Of course she wanted to marry him.

“So we just hit the road, like I told you. No destination. No agenda. No timetables. We were just riding through America. One night, it was about seven o’clock and we’d been traveling all day. I was tired so Peachy pulled off at this tiny motel right outside of Amarillo. We took our suitcases in and found a little Mexican restaurant a block away full of big families and first dates and friendly waiters who spoke English to us and Spanish to each other. We ordered two margaritas and laughed and talked our way through some of the best fajitas I ever had in my life. Nobody was arguing or fussing about politics or minding anybody else’s business. It was just people, out in the middle of Texas, being people.
Together.

“It was sunset when we left the place, and as we walked back to the motel, the sky was turning the most amazing shade of purple. I still had the sound of those happy people in my head, so I took Peachy’s hand and we just stood there at the edge of the parking lot and watched the sun go down. That’s when I felt the connection. Not just to Peachy, but to something bigger than just him and me. Something about the idea of what a country like this could be if people could figure out a way to just be people.”

She took a deep breath.

“Go on,” I said, wondering if that was what it felt like to be a real American. “I’m with you.”

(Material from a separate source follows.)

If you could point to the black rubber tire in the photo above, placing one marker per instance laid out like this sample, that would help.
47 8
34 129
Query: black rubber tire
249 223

“I think that connection was what I was looking for,” she said. “And the weird thing is, that great big feeling brought me back to something much, much smaller. It brought me to Tybee and West End and now to your garden because I realized that you can only be a good citizen one step at a time. That’s all I have to do. Tending my little corner of America is all there is to it. If I want to stop the war, the first thing I have to do is make sure nobody’s fighting at my house. And you have to make sure nobody’s fighting at your house and on and on and on…”

She sounded like Zora, optimistic and determined. A hard combination to beat, even if you want to, which I didn’t. I couldn’t argue with the idea of cleaning up your own backyard, but there was one problem. In the movies, once the idealist states his case, John Wayne rides in with a great big gun to make it stick. Could it work without that?

“The other thing about the bad guys,” Abbie said, “is that they’re always outnumbered by the good guys. No western worth its salt omits the scene where the people, energized by the one who stepped forward to protect them in the first place, rise up and stand together to save their town.”

“You think that’s going to happen this time?”

“It happens every time,” she said.

“Well, what am I supposed to do until they get themselves together?”

“Oh, I don’t know,” she said, grinning at me across the table. “Put on a strapless dress. Sing something.”